Grund hierfür ist der Umstand, dass (auch) dem BFH zwar das Recht zusteht, die Verfassungsmäßigkeit eines Gesetzes zu prüfen, nicht jedoch, dieses ggf. wegen Verfassungswidrigkeit zu verwerfen. Dieses Recht steht allein dem BVerfG zu.
Hinweis
1. Aus der Lektüre von Heft 4/2001 der BFH-PR und dort der Seiten 120 bis 122 wissen Sie es bereits: Der BFH hat beträchtliche Bedenken daran, dass die ersatzlose Streichung von § 12 Abs. 2 Satz 4 UmwStG 1995 durch das Gesetz zur Fortsetzung der Unternehmenssteuerreform vom 29.10.1997 (BGBl I 1997, 2590) in formal verfassungsmäßiger Weise zustande gekommen ist. Grund hierfür ist der Umstand, dass das parlamentarische Initiativrecht unterlaufen worden sein könnte, stammte die "Idee", die besagte Vorschrift zu streichen doch nicht aus dem Bundestag als dem eigentlichen parlamentarischen Gesetzgeber, sondern wurde sie stattdessen im Vermittlungsausschuss"geboren".
Wegen dieser Bedenken beabsichtigte der BFH, die Regelung gem. Art. 100 Abs. 1 GG auf den Prüfstand des BVerfG zu stellen, und forderte deshalb durch Beschluss vom 29.11.2000, I R 38/99 vorab das BMF zum Verfahrensbeitritt auf. Alle Einzelheiten dazu und zu den steuerlichen Auswirkungen auf Verschmelzungsvorgänge entnehmen Sie bitte den Praxis-Hinweisen zu diesem Beschluss in BFH-PR 2001, 120. Neues dazu gibt es nicht zu sagen.

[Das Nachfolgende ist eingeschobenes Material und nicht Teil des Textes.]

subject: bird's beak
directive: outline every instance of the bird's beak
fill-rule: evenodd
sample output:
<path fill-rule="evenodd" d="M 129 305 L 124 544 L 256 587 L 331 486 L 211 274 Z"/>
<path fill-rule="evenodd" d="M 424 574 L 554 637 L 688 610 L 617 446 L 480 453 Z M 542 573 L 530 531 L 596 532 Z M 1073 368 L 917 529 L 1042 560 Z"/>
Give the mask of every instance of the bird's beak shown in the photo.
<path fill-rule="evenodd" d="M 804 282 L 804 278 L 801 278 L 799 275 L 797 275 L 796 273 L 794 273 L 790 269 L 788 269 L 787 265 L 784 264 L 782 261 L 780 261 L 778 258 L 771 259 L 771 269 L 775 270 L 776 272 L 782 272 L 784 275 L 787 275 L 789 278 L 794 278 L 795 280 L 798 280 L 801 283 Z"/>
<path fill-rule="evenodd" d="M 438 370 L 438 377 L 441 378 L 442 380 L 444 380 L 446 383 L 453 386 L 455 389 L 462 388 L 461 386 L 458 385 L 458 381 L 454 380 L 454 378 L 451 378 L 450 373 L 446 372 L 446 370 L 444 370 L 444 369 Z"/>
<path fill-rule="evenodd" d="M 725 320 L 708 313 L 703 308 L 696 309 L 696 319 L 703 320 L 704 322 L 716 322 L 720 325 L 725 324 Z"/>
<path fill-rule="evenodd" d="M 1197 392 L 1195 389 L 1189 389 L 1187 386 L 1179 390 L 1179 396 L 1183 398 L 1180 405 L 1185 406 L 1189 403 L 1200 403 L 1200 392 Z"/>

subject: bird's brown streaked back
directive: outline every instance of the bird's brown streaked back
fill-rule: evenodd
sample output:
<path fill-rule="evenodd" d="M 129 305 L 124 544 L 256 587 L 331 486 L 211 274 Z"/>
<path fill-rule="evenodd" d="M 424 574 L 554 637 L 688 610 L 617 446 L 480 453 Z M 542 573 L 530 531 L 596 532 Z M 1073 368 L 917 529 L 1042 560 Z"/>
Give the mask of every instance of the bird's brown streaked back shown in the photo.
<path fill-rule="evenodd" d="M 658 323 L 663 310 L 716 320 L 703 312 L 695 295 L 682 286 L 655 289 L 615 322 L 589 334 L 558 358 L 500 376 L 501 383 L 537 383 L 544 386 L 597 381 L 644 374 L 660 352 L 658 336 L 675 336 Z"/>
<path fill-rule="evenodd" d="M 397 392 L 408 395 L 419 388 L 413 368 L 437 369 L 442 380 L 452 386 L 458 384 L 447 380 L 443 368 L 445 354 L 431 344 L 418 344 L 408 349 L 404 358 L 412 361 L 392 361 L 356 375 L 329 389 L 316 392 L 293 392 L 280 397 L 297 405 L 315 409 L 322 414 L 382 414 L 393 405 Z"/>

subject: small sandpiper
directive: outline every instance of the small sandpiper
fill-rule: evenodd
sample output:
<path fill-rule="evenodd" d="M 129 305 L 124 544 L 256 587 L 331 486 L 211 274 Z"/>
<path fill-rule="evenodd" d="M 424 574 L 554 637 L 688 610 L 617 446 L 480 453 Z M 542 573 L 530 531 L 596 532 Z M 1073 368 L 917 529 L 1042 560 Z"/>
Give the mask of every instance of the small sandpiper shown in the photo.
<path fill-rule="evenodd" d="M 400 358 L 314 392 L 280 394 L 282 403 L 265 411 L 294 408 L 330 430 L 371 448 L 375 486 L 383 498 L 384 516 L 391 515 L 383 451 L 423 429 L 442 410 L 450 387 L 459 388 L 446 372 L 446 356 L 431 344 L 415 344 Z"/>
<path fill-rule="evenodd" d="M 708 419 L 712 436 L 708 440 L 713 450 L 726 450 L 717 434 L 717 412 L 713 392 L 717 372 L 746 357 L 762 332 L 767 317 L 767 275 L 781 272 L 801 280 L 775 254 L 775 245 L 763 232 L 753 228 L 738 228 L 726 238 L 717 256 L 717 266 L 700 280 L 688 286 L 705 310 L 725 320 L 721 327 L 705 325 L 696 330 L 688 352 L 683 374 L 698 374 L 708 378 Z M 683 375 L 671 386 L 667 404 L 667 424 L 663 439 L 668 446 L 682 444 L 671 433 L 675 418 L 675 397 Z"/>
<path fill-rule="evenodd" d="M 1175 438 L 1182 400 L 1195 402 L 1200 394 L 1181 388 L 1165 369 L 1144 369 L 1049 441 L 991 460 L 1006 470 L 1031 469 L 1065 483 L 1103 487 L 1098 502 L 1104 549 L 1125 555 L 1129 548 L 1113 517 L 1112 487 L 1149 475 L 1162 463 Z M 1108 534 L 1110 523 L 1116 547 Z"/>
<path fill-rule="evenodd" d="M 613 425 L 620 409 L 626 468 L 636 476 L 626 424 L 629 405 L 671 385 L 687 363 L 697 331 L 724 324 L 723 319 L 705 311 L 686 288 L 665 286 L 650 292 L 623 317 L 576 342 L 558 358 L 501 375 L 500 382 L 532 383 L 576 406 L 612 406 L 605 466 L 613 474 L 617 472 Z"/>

2. Nunmehr hat der BFH seine Absicht in die Tat umgesetzt und die Sache tatsächlich dem BVerfG vorgelegt. Erfahrungsgemäß wird es nun drei bis fünf Jahre dauern, bis von dort eine Entscheidung zu erwarten ist. Bis dahin liegen sämtliche einschlägigen Verfahren auf Eis, und zwar alle Verfahren, in denen es um Verlustabzugsbeschränkungen gem. § 4 Abs. 5 und 6 sowie § 12 Abs. 3 Satz 2 UmwStG 1995 und – vor allem – gem. § 8 Abs. 4 KStG geht: Immer dann, wenn Ihrem Mandanten aufgrund dieser Vorschriften nicht durch einfache Gesetzesauslegung geholfen werden kann, müssen die Verfahren bis zum Spruch des BVerfG unbedingt offen gehalten werden. Vielleicht wird die Finanzverwaltung über kurz oder lang allgemein verfügen, dass entsprechende Bescheide unter Vorläufigkeitsvermerk zu stellen sind. Die Rechtsungewissheit ist unschön, aber im Ergebnis wohl unvermeidlich.
3. Es sollte ungeachtet dessen nicht übersehen werden, dass die Verschärfungen des Verlustabzugs durch das Gesetz zur Fortsetzung der Unternehmenssteuerreform vom 29.10.1997 noch weitere verfassungsrelevante "Schieflagen" in sich bergen. Das betrifft vor allem die Frage danach, ob die Neuregelungen das verfassungsrechtliche Rückwirkungsverbot verletzten. Auch insoweit ist auf die Praxis-Hinweise in BFH-PR 2001, 120 (dort unter 4.) zu verweisen.